Curved spacetime in a quantum simulator

Newswise — The theory of relativity is good for understanding big things like black holes colliding and creating gravitational waves in space. Quantum theory is good for understanding small things like how electrons behave in an atom. But scientists haven't figured out how to combine these two theories perfectly. They are still searching for a "quantum theory of gravity," which is a big challenge in science that hasn't been solved yet.

The reason it's difficult to solve the problem of combining the theory of relativity and quantum theory is because the math involved is very complicated. Additionally, it's challenging to conduct experiments that can demonstrate both relativity and quantum effects at the same time. To do so, one would need to create situations where the effects of both theories are significant, such as a curved spacetime caused by massive objects and the observation of quantum phenomena like the dual nature of light as both particles and waves.

Scientists at TU Wien in Vienna, Austria, have developed a new approach to tackle the challenge of combining relativity and quantum theory. They use a "quantum simulator" to study the behavior of quantum particles in curved spacetime. Instead of directly studying the actual system of interest, they create a model system that provides insights and understanding through analogy. The researchers have demonstrated the effectiveness of this quantum simulator, and their findings have been published in the scientific journal Proceedings of the National Academy of Sciences of the USA (PNAS). The international collaboration involved physicists from the University of Crete, Nanyang Technological University, and FU Berlin.

Learning from one system about another

The quantum simulator operates on the concept that different physical systems, despite being seemingly unrelated, can follow similar fundamental laws and equations at a deeper level. Even if these systems consist of different particles or exist on different scales, they may share common underlying principles. By studying one system, researchers can gain insights and understanding that can be applied to another system, allowing them to learn about specific phenomena by investigating analogous systems.

Prof. Jörg Schmiedmayer explains that they use ultracold atomic clouds controlled by an atom chip with electromagnetic fields as their quantum system of interest. By precisely adjusting the properties of these atomic clouds, they can establish a correspondence with another quantum system they want to study. By measuring and analyzing the behavior of the atomic cloud model system, they can gain insights and knowledge about the other system. This process is similar to how one can understand the oscillation of a pendulum by observing the oscillation of a mass attached to a metal spring, even though they are different physical systems that can be related to each other.

The gravitational lensing effect

Mohammadamin Tajik, the first author of the paper and a researcher at the Vienna Center for Quantum Science and Technology (VCQ) - TU Wien, explains that they have successfully demonstrated the production of effects that resemble the curvature of spacetime using their approach. In empty space (vacuum), light travels along a "light cone." The speed of light remains constant, and at any given time, it travels the same distance in all directions. However, when light is influenced by the gravitational force of massive objects like the Sun, these light cones become curved. The paths of light are no longer perfectly straight in curved spacetime, resulting in what is known as the "gravitational lens effect."

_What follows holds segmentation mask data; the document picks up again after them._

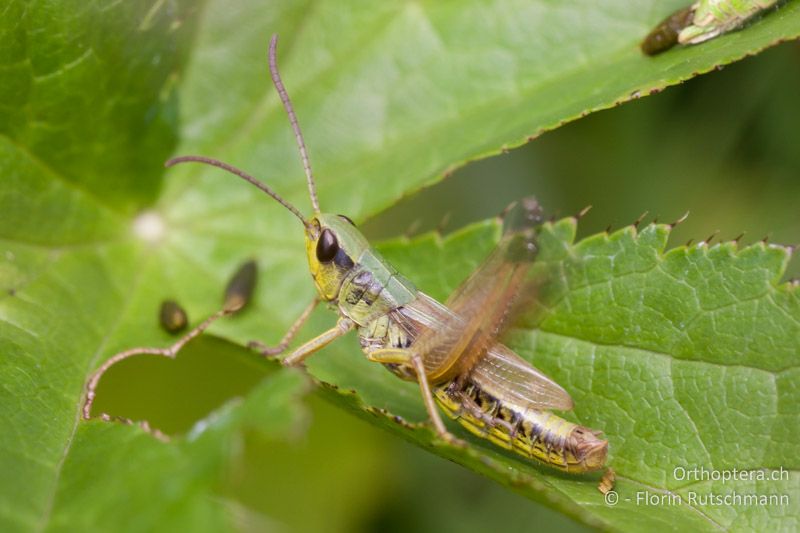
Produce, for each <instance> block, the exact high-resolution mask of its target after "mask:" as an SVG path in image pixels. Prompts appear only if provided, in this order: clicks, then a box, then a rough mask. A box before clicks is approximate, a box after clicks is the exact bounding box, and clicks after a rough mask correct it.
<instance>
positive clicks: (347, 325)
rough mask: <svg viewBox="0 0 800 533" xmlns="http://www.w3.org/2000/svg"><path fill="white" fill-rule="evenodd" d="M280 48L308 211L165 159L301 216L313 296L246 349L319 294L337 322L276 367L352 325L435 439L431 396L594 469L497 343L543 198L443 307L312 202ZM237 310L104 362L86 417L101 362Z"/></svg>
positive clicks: (521, 367)
mask: <svg viewBox="0 0 800 533" xmlns="http://www.w3.org/2000/svg"><path fill="white" fill-rule="evenodd" d="M276 47H277V36H273V37H272V40H271V42H270V48H269V65H270V73H271V76H272V81H273V83H274V85H275V88H276V89H277V92H278V94H279V96H280V98H281V101H282V102H283V106H284V108H285V109H286V113H287V114H288V116H289V121H290V123H291V125H292V128H293V130H294V134H295V138H296V141H297V145H298V147H299V151H300V156H301V159H302V163H303V168H304V170H305V174H306V179H307V182H308V191H309V197H310V199H311V205H312V207H313V210H314V212H313V214H312V216H311V217H310V218H307V217H305V216H304V215H303V214H302V213H301V212H300V210H298V209H297V208H296V207H295V206H293V205H291V204H290V203H289V202H287V201H286V200H284V199H283V198H282V197H280V196H279V195H278V194H277V193H276V192H275V191H273V190H272V189H271V188H270V187H269V186H267V185H265V184H263V183H261V182H260V181H258V180H257V179H255V178H253V177H252V176H250V175H248V174H246V173H245V172H243V171H241V170H239V169H237V168H234V167H232V166H230V165H228V164H226V163H223V162H221V161H217V160H215V159H210V158H206V157H201V156H183V157H177V158H174V159H171V160H170V161H168V162H167V163H166V165H167V166H168V167H169V166H173V165H176V164H179V163H184V162H199V163H205V164H209V165H213V166H216V167H218V168H222V169H224V170H227V171H229V172H231V173H233V174H235V175H237V176H239V177H240V178H242V179H244V180H246V181H248V182H250V183H252V184H253V185H255V186H256V187H258V188H259V189H261V190H262V191H264V192H266V193H267V194H268V195H269V196H271V197H272V198H274V199H275V200H276V201H277V202H279V203H280V204H281V205H283V206H284V207H285V208H286V209H288V210H289V211H290V212H291V213H292V214H294V216H295V217H297V219H298V220H299V221H300V222H301V223H302V225H303V228H304V230H305V240H306V253H307V256H308V265H309V269H310V271H311V276H312V278H313V280H314V285H315V286H316V289H317V292H318V295H317V297H315V298H314V300H313V301H312V302H311V304H310V305H309V306H308V307H307V308H306V309H305V310H304V311H303V312H302V314H301V315H300V316H299V317H298V318H297V320H296V321H295V322H294V323H293V324H292V325H291V326H290V327H289V329H288V330H287V332H286V334H285V335H284V337H283V339H282V340H281V341H280V342H279V343H278V345H277V346H274V347H267V346H264V345H262V344H260V343H251V347H253V348H255V349H257V350H258V351H259V352H260V353H262V354H263V355H264V356H268V357H274V356H277V355H278V354H282V353H283V352H284V351H286V349H287V348H288V346H289V345H290V343H291V342H292V340H293V339H294V338H295V336H296V335H297V333H298V332H299V331H300V329H301V327H302V326H303V324H304V323H305V322H306V320H307V319H308V317H309V316H310V315H311V313H312V311H313V310H314V308H315V307H316V306H317V305H318V304H319V303H321V302H326V303H327V304H328V306H329V307H330V308H332V309H333V310H335V311H336V312H337V313H338V315H339V319H338V321H337V323H336V326H335V327H333V328H331V329H330V330H328V331H325V332H324V333H322V334H321V335H319V336H317V337H315V338H313V339H311V340H309V341H307V342H305V343H303V344H301V345H300V346H299V347H297V348H295V349H294V350H293V351H291V353H289V354H288V355H286V356H285V357H283V359H282V363H283V364H284V365H286V366H295V365H300V364H301V363H302V362H303V361H304V360H305V359H306V358H307V357H308V356H310V355H311V354H313V353H315V352H317V351H318V350H320V349H321V348H323V347H324V346H326V345H328V344H329V343H331V342H332V341H334V340H336V339H338V338H339V337H342V336H343V335H345V334H346V333H348V332H350V331H356V332H357V333H358V337H359V340H360V344H361V348H362V350H363V352H364V353H365V354H366V356H367V358H368V359H369V360H371V361H374V362H377V363H382V364H383V365H385V366H386V368H388V369H389V370H390V371H391V372H392V373H394V374H395V375H397V376H398V377H400V378H402V379H405V380H410V381H416V382H417V383H418V384H419V388H420V393H421V395H422V399H423V401H424V404H425V409H426V410H427V413H428V416H429V418H430V420H431V422H432V423H433V427H434V428H435V430H436V433H437V434H438V436H439V437H440V438H441V439H444V440H445V441H448V442H450V443H454V444H457V445H461V444H462V443H461V441H459V440H458V439H456V438H455V437H454V436H453V435H451V433H450V432H449V431H448V430H447V428H446V426H445V424H444V422H443V421H442V418H441V416H440V414H439V412H438V410H437V409H436V404H437V403H438V404H439V406H440V407H441V408H442V409H443V410H444V412H445V413H446V414H447V415H448V416H450V417H451V418H454V419H457V420H458V421H459V422H460V423H461V424H462V425H463V426H464V427H465V428H466V429H467V430H469V431H470V432H472V433H474V434H476V435H478V436H480V437H483V438H487V439H489V440H490V441H492V442H494V443H496V444H498V445H500V446H502V447H504V448H506V449H509V450H513V451H514V452H517V453H518V454H520V455H522V456H525V457H532V458H535V459H538V460H540V461H542V462H544V463H546V464H548V465H551V466H554V467H557V468H560V469H562V470H565V471H567V472H575V473H578V472H588V471H593V470H597V469H600V468H602V467H603V466H604V464H605V461H606V456H607V452H608V442H607V441H606V440H603V439H600V438H599V432H597V431H594V430H591V429H589V428H587V427H584V426H580V425H577V424H573V423H571V422H568V421H566V420H564V419H563V418H560V417H558V416H556V415H554V414H552V413H551V412H550V410H553V409H557V410H568V409H571V408H572V405H573V403H572V399H571V398H570V396H569V394H568V393H567V392H566V391H565V390H564V389H563V388H561V387H560V386H559V385H558V384H557V383H555V382H554V381H552V380H551V379H550V378H548V377H547V376H545V375H544V374H542V373H541V372H540V371H538V370H537V369H535V368H534V367H532V366H531V365H530V364H528V363H527V362H526V361H525V360H523V359H522V358H520V357H519V356H518V355H516V354H515V353H514V352H513V351H512V350H511V349H510V348H508V347H507V346H505V345H503V344H501V343H499V342H498V340H497V339H498V336H499V335H500V334H501V333H502V332H503V330H504V329H505V328H506V326H508V324H509V321H510V320H511V319H512V318H513V316H515V314H516V313H517V311H519V310H520V309H521V308H522V306H523V304H524V303H525V295H530V294H532V292H533V290H534V289H535V284H533V283H532V282H531V281H530V280H529V276H528V274H529V271H530V267H531V265H532V262H533V260H534V259H535V257H536V255H537V253H538V245H537V231H538V227H539V224H540V223H541V210H540V208H539V205H538V204H537V203H536V202H535V200H532V199H526V200H524V201H523V202H522V208H523V211H524V214H525V216H524V219H523V221H522V223H521V224H519V225H518V226H517V227H512V228H510V229H509V230H508V231H506V232H505V234H504V236H503V237H502V239H501V241H500V243H499V244H498V246H497V247H496V249H495V250H494V251H493V252H492V253H491V254H490V256H489V257H488V259H487V260H486V261H485V262H484V264H483V265H482V266H481V267H480V268H478V269H477V270H476V271H475V272H474V273H473V274H472V275H471V276H470V277H469V278H468V279H467V280H466V281H465V282H464V283H463V284H462V285H461V287H460V288H459V289H458V290H456V292H455V293H454V294H453V296H451V297H450V298H449V299H448V300H447V303H446V304H444V305H443V304H441V303H439V302H437V301H436V300H434V299H433V298H431V297H430V296H428V295H426V294H425V293H423V292H421V291H419V290H417V288H416V287H415V286H414V285H413V284H412V283H411V281H409V280H408V279H406V278H405V277H403V276H402V275H401V274H400V273H399V272H398V271H397V269H395V268H394V267H393V266H392V265H390V264H389V263H388V262H387V261H386V260H385V259H384V258H383V257H381V255H380V254H379V253H378V252H377V251H376V250H374V249H373V248H372V247H371V246H370V244H369V242H367V239H366V238H365V237H364V236H363V235H362V234H361V232H360V231H358V229H357V228H356V227H355V224H354V223H353V222H352V221H351V220H350V219H349V218H347V217H345V216H343V215H336V214H330V213H323V212H321V211H320V207H319V202H318V200H317V195H316V190H315V182H314V177H313V174H312V172H311V165H310V162H309V158H308V153H307V150H306V146H305V142H304V140H303V135H302V133H301V131H300V127H299V125H298V122H297V117H296V115H295V112H294V109H293V107H292V104H291V102H290V100H289V96H288V94H287V92H286V89H285V88H284V86H283V82H282V81H281V78H280V74H279V73H278V67H277V61H276ZM239 307H240V306H239V305H230V306H226V307H224V308H223V309H222V310H221V311H219V312H217V313H216V314H215V315H212V316H211V317H210V318H208V319H207V320H206V321H205V322H203V323H202V324H200V325H199V326H197V327H196V328H194V329H193V330H192V331H190V332H189V333H187V334H186V335H185V336H184V337H183V338H182V339H181V340H179V341H178V342H177V343H175V344H174V345H173V346H172V347H170V348H167V349H157V348H135V349H133V350H128V351H126V352H122V353H121V354H117V355H115V356H114V357H112V358H111V359H109V361H108V362H106V364H104V365H103V366H102V367H101V368H100V369H99V370H98V371H97V372H96V373H95V374H94V375H93V376H92V378H91V379H90V381H89V386H88V392H87V402H86V404H85V406H84V416H85V417H87V418H88V417H89V416H90V410H91V401H92V399H93V398H94V391H95V387H96V385H97V382H98V380H99V379H100V376H101V375H102V373H103V372H104V371H105V369H107V368H108V367H109V366H111V365H112V364H114V363H115V362H117V361H119V360H121V359H124V358H126V357H129V356H130V355H133V354H136V353H156V354H160V355H165V356H167V357H174V356H175V354H176V353H177V351H178V350H179V349H180V348H181V347H182V346H183V345H185V344H186V342H188V341H189V340H190V339H192V338H194V337H195V336H197V335H198V334H199V333H200V332H202V331H203V330H204V329H205V328H207V327H208V326H209V325H210V324H211V323H212V322H213V321H214V320H216V319H218V318H220V317H222V316H225V315H227V314H230V313H232V312H235V311H236V310H237V309H238V308H239Z"/></svg>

The researchers have successfully demonstrated the same effect of spacetime curvature or gravitational lensing in atomic clouds using the speed of sound instead of light. In this quantum system, which can be described with quantum field theories, they have discovered a new tool to study the connection between relativity and quantum theory. This provides a unique opportunity to explore the relationship between these two fundamental theories of physics in a novel way.

A model system for quantum gravity

The experiments conducted on atomic clouds have successfully replicated various phenomena observed in relativistic cosmic systems, such as the shape of light cones, lensing effects, and reflections. These findings are not only significant for advancing theoretical research but also have practical applications in areas like solid-state physics and material science. The experiments provide insights into similar structural questions encountered in these fields, allowing researchers to address them through the study of quantum systems. This interdisciplinary approach opens up new possibilities for exploring fundamental physics and discovering new materials.

The researchers aim to further enhance their control over the atomic clouds in order to obtain more comprehensive data. They seek to manipulate the interactions between particles within the system in a precise manner. By doing so, the quantum simulator can replicate highly complex physical scenarios that are beyond the capabilities of even the most powerful supercomputers to calculate. This level of control and simulation opens up new possibilities for investigating intricate quantum phenomena and exploring the behavior of systems that are otherwise challenging to study directly.

Indeed, the quantum simulator serves as a valuable and complementary tool for quantum research. Alongside theoretical calculations, computer simulations, and direct experiments, the study of atomic clouds in the quantum simulator opens up new avenues for exploration. By delving into these systems, the researchers anticipate uncovering novel phenomena that were previously unknown. These phenomena may occur on a cosmic scale, similar to relativistic phenomena, but without the need to focus solely on the behavior of tiny particles. Through this approach, scientists have the opportunity to make groundbreaking discoveries that would have otherwise remained hidden.